4:00. Loud knocking at the door brought St. Cloud up from
Voltaire’s vision of flying fish. Voltaire stopped talking, looking at the door with apprehension. You don’t pay the price, you pay with your life. St. Cloud rose and stretched a trembling hand across the table, not so much to help Voltaire up, but to support him in his ordeal.

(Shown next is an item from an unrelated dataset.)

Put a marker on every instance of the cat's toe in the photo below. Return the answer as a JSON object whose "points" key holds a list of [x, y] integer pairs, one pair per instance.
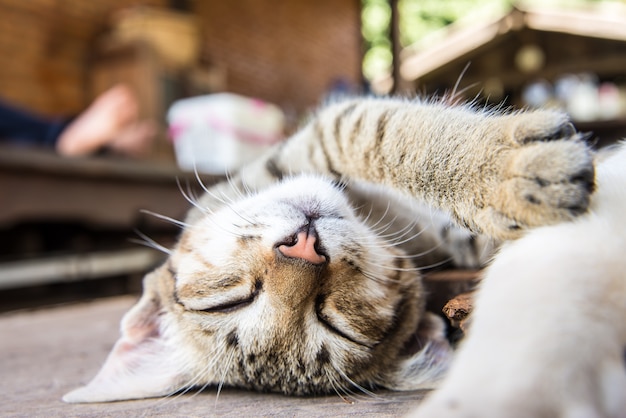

“Come, my philosopher friend. Judgment, not justice, awaits you.”

 
6
 

H
ANDSOMEMOST
Jimmy had one dead greyhound and was about to pop number two. He had to wait for another airplane to take off so nobody could hear his next gunshot. Handsomemost liked the thought that the people in the last airplane, lifting up and off at the end of the runway where the land gave itself back to swampy mangrove marsh, had no idea he was down below taking one more ugly dog out of the race. He could have taken the greyhounds to the city dump to pop them, but that would have meant a long drive with dogs drooling all over the upholstery of his expensive Japanese sports car. The other thing about the dump was the sea gulls, hordes of sea gulls swooping around in thermal gusts over the mountain of garbage that had grown to become the highest man-made point in the Florida Keys. Those sea gulls gave Handsomemost the jitters, ruined his sense of romance and style. Style was what Handsomemost Jimmy prided himself most in, besides, it stank out there at the dump. Handsomemost liked to think he had style in spades. He wasn’t just a scammer gambler from the dark side of town. He had worked his way up to a cultivated image. Handsomemost slithered around in tailored black slacks, and no matter what the weather, he made certain their crease never gave out. He sported black silk shirts, kept them open way down the front to display a necklace of two-fist-size doubloons fetched up from one of the Spanish wrecks off the reef. The doubloons were real, not the imitations sold around town to tourist coin collectors, but real gold that glittered like the gold of Handsomemost’s heavy bracelet watch. Handsomemost was not to be trifled with. He liked white powder and white women, bought and sold both, used and
abused both, it was a man’s right. Handsomemost bought and sold racehorses and racing dogs, airplanes and powerboats. He didn’t like to be trifled with. He was not one of the local white-boy scammers who figured if he wore a tight Hawaiian shirt, a gold earring, had a visible tattoo and brought a load of marijuana up from Belize, he was a pirate. What that kind of white boy was was just a little less dumb than the dumb narcs who couldn’t catch him. The worst thing about white scammers like that was they had bad taste in music, not even bad, terrible. Handsomemost liked to think he was black because he was smart, not the other way around. He liked to romance a dishonest wage from an honest night’s work. He prided himself that he was the type of scammer who would shoot a man for a dime and give him change.